News agency TSN reported the girl’s name is Veronika. She was thrown out with her bed but doesn’t remember landing. It happened in an instant.
“I heard the explosion, and a second later, I was on the ground. I don’t know how. How do you fall nine floors and only break a leg?” she said. The fate of her parents remains unknown.
Born lucky was Olena, from the first floor of the collapsed section.
“Only the walls are left in the apartment. My husband and I were sleeping. We’d come back from a shelter after a drone attack and went to bed. Then the strike hit. My husband shielded me, glass rained down. I thought the blast wave just blew out our windows. But when I stepped out, there was no section,” she says.
“There are way more dead than they’re saying. Do you know how many people lived here? Probably four dead on the first floor. At least two on the second. Same on the third. Four on the fourth. A child died on the sixth…” Olena frets over everyone’s fate.

The six-year-old boy killed in the building was Matviy Marchenko, a karate student and “future champion,” according to the Kyiv karate club where he trained.
"God, how am I going to get through this?"
Standing by the caution tape, slightly apart from others, is an elderly woman in dusty clothes.
Kateryna Feodosiyivna, 66, tells a story that sends chills down the spine. Her first-floor apartment in the collapsed section saved her and her son—but became a tomb for her daughter and two grandsons. Their rooms faced the side where all nine floors caved in.

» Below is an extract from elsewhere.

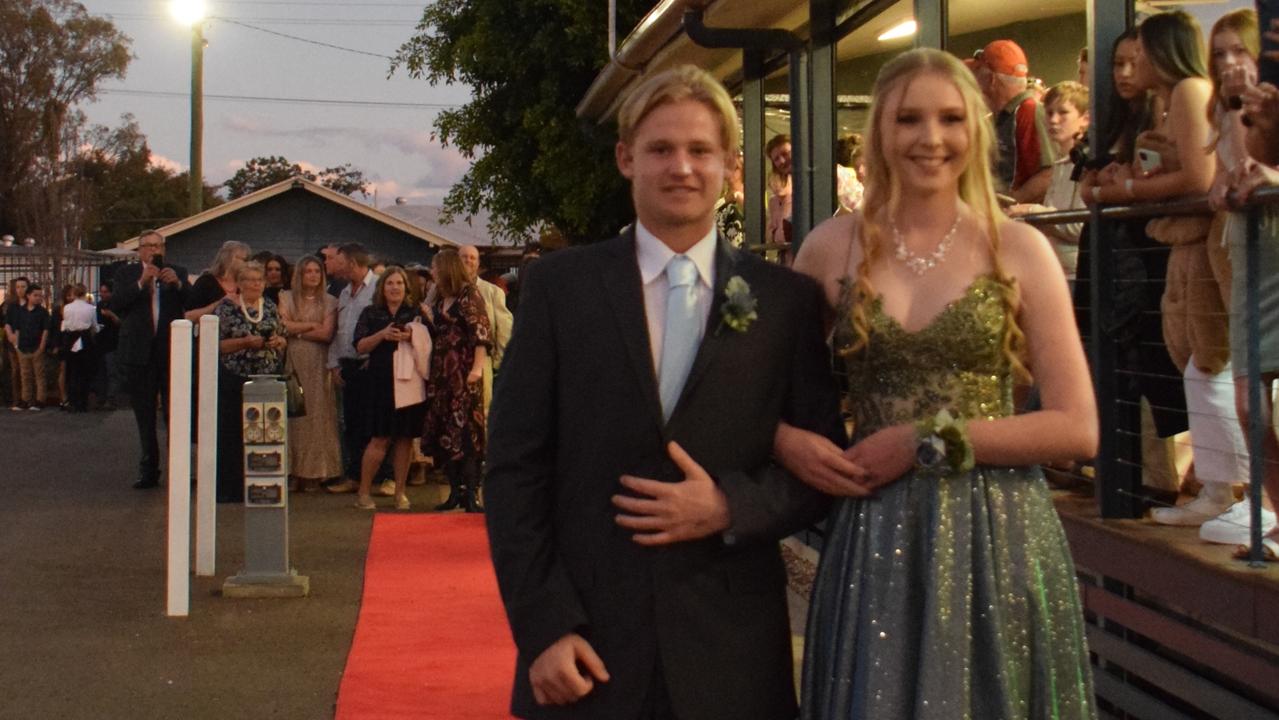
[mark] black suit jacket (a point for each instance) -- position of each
(141, 343)
(574, 408)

Her daughter, Natalia, had arrived the day before for medical appointments, bringing her 17-year-old son, Roman. Her older son, 21-year-old Vlad, lived there with his grandmother.
“She said, ‘I’ll stay the night, I won’t leave today.’ Now my daughter’s buried there… I looked—there’s just concrete. It’s all on them. On my grandsons, on my daughter…” the woman sobs, repeating:
“My little ones… My grandbabies… I wish I had died instead of my children!”
She’s lived in this building for over 30 years, having received the apartment in the ’90s as a janitor.
“Now there’s nothing left… But that’s fine. I don’t care about myself. I care about the kids. Why didn’t it take me? Why does it take young kids?! My little ones, my darlings…” Her words are unbearable without tears.
“There’s nothing around here. Why hit here?! What are they punishing us for? What? What do we owe you, you bastards?!”
I ask permission to hug her. She leans into my shoulder, sobbing harder.
“God, how do I survive this? How? I buried my husband… Now my children, my dear ones! God… I don’t know how I am going to get through this,” she says, choking on tears.
***
At the time of publication, the death toll in Kyiv reached 31.
Kyiv declared August 1 a day of mourning for those killed in the Russian attack.